In contrast to the diagnosis-based separation, we did observe differences in global cognition using a sample-derived TGC cutoff, indicated by a moderate to large Cohen’s d value. Exploratory analyses also show moderate to large Cohen’s d for working memory. These findings support our hypotheses that prefrontal TGC is indexing prefrontal cortical function, as the frontal lobes are critical in working memory and overall executive functioning [40,41,42,43,44,45]. Executive dysfunction is common in MCI [46], and can be predictive of those more likely to experience cognitive decline or develop dementia [47, 48]. In a study of 482 patients with amnestic MCI, patients with frontal-executive dysfunction, had a higher risk of progression to dementia than those with language or visuospatial dysfunction. In addition, those with frontal-executive dysfunction showed greater cortical thinning, particularly in the frontal region [49]. In a recent neuroimaging study, their MCI sample was split between those with low vs. high executive functioning [50]. Compared to control participants, the high executive functioning group demonstrated impaired regional brain activity, but intact functional connectivity in the executive-control network. By contrast, in the low executive functioning group, both regional activity and functional connectivity were impaired. Further, there was a negative association between impaired executive functioning and both regional brain activity and functional connectivity. The authors concluded that the functional integrity of the executive-control network may contribute to the retention of executive function in MCI. These two studies provide evidence that individuals with MCI with executive dysfunction have altered the structure and function of the frontal cortex. Thus, if prefrontal cortex TGC is an index of executive functioning, then those with lower TGC and executive functioning could be at higher risk for future cognitive decline or progression to dementia than those with higher TGC, possibly due to cortical thinning or functional disconnection in the frontal cortex due to neurodegenerative disease or other mechanisms.

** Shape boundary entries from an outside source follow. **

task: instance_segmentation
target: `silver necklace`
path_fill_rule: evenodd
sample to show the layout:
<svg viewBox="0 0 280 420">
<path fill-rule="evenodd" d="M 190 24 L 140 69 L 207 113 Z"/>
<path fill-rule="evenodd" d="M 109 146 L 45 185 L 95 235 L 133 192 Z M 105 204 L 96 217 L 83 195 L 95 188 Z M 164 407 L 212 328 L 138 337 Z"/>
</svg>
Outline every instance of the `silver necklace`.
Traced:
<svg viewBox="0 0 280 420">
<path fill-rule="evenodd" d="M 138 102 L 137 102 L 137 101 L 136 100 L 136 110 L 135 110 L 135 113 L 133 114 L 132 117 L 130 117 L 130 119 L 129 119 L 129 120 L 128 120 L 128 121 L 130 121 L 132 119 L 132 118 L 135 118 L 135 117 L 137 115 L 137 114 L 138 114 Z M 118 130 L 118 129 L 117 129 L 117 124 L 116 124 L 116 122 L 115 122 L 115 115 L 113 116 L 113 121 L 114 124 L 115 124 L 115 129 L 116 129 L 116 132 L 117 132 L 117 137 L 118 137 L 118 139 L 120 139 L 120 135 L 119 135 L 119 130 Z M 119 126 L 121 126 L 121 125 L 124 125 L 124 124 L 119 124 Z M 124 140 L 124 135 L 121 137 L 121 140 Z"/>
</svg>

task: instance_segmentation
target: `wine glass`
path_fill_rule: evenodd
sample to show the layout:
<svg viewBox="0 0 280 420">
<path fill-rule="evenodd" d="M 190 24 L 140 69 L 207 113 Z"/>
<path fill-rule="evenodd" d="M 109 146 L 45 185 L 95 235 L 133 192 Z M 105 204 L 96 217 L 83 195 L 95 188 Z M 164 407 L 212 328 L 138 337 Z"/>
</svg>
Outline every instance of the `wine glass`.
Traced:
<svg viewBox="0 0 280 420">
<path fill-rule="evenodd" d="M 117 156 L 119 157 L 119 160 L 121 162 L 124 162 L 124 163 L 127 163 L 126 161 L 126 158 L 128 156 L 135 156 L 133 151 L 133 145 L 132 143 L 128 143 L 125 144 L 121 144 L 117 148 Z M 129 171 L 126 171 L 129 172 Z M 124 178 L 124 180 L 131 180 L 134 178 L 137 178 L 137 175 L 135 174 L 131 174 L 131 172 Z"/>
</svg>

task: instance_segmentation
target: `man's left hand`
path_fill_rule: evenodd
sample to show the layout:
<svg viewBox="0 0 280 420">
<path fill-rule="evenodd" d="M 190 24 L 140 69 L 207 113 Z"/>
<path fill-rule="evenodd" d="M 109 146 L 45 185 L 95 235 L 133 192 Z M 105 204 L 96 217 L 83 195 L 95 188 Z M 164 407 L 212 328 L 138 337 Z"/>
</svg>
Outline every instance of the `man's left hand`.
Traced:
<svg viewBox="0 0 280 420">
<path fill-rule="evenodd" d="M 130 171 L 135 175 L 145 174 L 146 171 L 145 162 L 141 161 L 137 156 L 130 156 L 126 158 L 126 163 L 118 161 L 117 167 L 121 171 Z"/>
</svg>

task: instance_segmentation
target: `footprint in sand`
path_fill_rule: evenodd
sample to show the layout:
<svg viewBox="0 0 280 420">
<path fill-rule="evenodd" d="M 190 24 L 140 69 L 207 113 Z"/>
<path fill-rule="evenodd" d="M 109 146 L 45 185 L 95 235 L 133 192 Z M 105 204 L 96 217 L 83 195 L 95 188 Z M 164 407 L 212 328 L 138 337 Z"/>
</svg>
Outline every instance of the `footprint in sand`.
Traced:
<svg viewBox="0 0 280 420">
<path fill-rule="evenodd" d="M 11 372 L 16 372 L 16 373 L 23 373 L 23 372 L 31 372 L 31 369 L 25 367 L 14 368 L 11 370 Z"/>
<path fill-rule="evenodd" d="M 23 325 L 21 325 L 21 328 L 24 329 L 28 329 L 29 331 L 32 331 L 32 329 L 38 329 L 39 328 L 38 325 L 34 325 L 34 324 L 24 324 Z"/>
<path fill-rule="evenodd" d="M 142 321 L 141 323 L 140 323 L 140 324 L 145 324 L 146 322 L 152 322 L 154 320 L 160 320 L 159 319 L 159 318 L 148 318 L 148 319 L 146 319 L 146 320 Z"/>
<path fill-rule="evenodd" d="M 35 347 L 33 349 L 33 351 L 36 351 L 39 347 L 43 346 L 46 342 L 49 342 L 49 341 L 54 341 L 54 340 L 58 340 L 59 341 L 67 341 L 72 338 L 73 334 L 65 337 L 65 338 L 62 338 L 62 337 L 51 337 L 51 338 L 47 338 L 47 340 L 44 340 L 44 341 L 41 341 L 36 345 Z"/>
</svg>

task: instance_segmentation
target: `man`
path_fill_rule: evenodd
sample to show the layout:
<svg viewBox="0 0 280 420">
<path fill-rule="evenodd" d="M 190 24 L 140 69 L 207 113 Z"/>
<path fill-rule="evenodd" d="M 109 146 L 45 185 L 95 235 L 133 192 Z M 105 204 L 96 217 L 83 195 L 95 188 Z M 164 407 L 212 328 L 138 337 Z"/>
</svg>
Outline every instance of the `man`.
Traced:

We note four limitations to our study. First, we recognize the limitation of our primary approach of generating and testing our TGC cutoff in the same sample of participants. To mitigate this limitation, we conducted a cross-validation analysis using bootstrapping and splitting our sample into training and validation samples. The trend from this analysis was similar to that of our primary analyses, and showed that TGC could separate individuals with MCI and MCI+rMDD on cognition better than their clinical diagnosis. However, the differences in Cohen’s d values between these approaches were not significant in our cross-validation analysis. This is possibly related to a relatively small sample size when we split the sample in half. Second, rMDD was established based on a distant history of a major depressive episode and not current symptoms. To mitigate this limitation, we required that either the depressive episode be within the past 5 years, or that there was evidence of medical care for the episode, e.g., hospitalization. Third, the sensitivity, specificity, and Youden Index values for our TGC cutoff differentiating individuals into “impaired” vs. “not impaired” on 2-back performance were lower than we would have liked. Ideal sensitivity/specificity values would have been 80% or higher, with a Youden Index ≥0.6. Still, the main goal in this study was not to characterize the TGC cutoff in separating individuals on the 2-back task, but in separating groups defined by the TGC on other cognitive functions. Last, our study is cross-sectional and, therefore, we cannot make conclusions with respect to cognitive decline but only with respect to cognitive impairment as a possible proxy for cognitive decline. Follow-up longitudinal analyses are needed.

In conclusion, our study suggests that prefrontal TGC could be a promising marker for identifying individuals at higher risk for cognitive decline. Future longitudinal studies are needed to confirm the utility of this neurophysiologic marker.